Trump’s Impact on Investment Markets

Yesterday’s unexpected election result causes investors to wonder what can be expected over the next few years from a Trump presidency and a divided country. This election has been highly emotional and personal, leaving many of us bleary-eyed and uncertain about the future. The high level of emotion in this election is reflected in global stock markets, which initially sold off on Wednesday following Trump’s victory only to recover strongly as the day progressed. At Crestwood we know that emotions and investing don’t mix well. We try to look past the rhetoric to analyze potential long term outcomes of the election.

Uncertainty

Markets don’t like uncertainty and global stock markets initially sold off in reaction to Trump’s surprise victory. Adding to investors’ unease has been Trump’s avalanche of eye-popping rhetoric throughout the campaign. Trump wants to fire Janet Yellen, Chair of the Board of Governors of the Federal Reserve, tear up the North American Free Trade Agreement (NAFTA) and even suggested renegotiating the U.S. debt obligations. These comments are a small sample of his suggested changes that concern investors. With all of these comments long on rhetoric and short on details we are left speculating, for the moment, on how a Trump presidency will affect the markets.

Early indications are that President Trump will leave most of the rhetoric and tweets behind, and focus on his priorities. It is important to remember that changes take time, and Washington is a system of checks and balances that prevents one individual from rearranging policy overnight.

Economic Policy priorities

Trump wants to stimulate economic growth and employment via:

  • Corporate tax reforms: reduce the corporate tax rate to a flat 15%, and reduce the tax on repatriating profits earned overseas.
  • Individual tax reforms: reduce seven tax brackets to three, treat carried interest as income, repeal 3.8% Obamacare surtax on “net investment income”, repeal the AMT tax and repeal most of the estate tax.
  • Spending reforms: Increase government spending on infrastructure and defense

Depending on what Congress approves, these priorities would most likely add to economic growth.
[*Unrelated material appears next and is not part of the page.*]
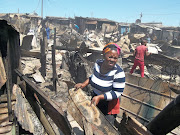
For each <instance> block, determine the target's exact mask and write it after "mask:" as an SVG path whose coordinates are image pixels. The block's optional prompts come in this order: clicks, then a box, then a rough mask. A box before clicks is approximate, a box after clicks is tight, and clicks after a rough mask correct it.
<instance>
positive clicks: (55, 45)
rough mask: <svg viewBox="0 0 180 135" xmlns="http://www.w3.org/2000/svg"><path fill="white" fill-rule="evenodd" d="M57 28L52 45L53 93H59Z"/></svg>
mask: <svg viewBox="0 0 180 135" xmlns="http://www.w3.org/2000/svg"><path fill="white" fill-rule="evenodd" d="M55 46H56V28H54V45H52V68H53V91H55V92H56V93H57V74H56V59H55V56H56V50H55Z"/></svg>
Also it is reasonable to expect that these changes would expand the annual budget deficit to 6%-7% of GDP from 3.0% today.

Economically, the most impactful change could be on trade as Trump wants to renegotiate NAFTA and has even suggested a 45% tariff on Chinese goods. During this election, both parties attacked free trade as many U.S. voters believe that it has made their lives worse. By restricting trade, Trump hopes to keep jobs in the U.S. and improve wages.

There are, of course, risks to these types of protectionist policies; tariffs could spark a trade war and increase the odds of a global recession. While improved salaries are good for individuals, wage growth increases the potential for higher inflation and interest rates. As president, Trump will have broad powers to amend trade deals without congressional oversight. We discussed in a recent Perspectives article our concern that many benefits of trade to the U.S. economy are underappreciated. This post is available to review again here.

Your Investments

In summary, we continuously monitor political changes that can affect investors and markets and yesterday’s election results were certainly a big one. Our initial review shows that Trump’s policies could increase wages and economic growth perhaps in a meaningful way. On the downside, we are on alert for higher inflation, higher budget deficits and/or global trade disruptions. Uncertainty drives market volatility and we expect that volatility will recede with added clarity regarding Trump’s cabinet choices and details on his policy initiatives.

Yesterday’s trading action bringing stocks meaningfully higher and bond prices slightly lower yet again highlights the unpredictability of near-term market movements. As always, we build portfolios with long term goals in mind. Focusing on long term objectives helps avoid and minimize the emotional aspects of investing and risks of buying high and selling low. Hopefully, we can continue to add value by sticking to our strategy through multiple market cycles and keeping our eyes open for investment opportunities when they arise.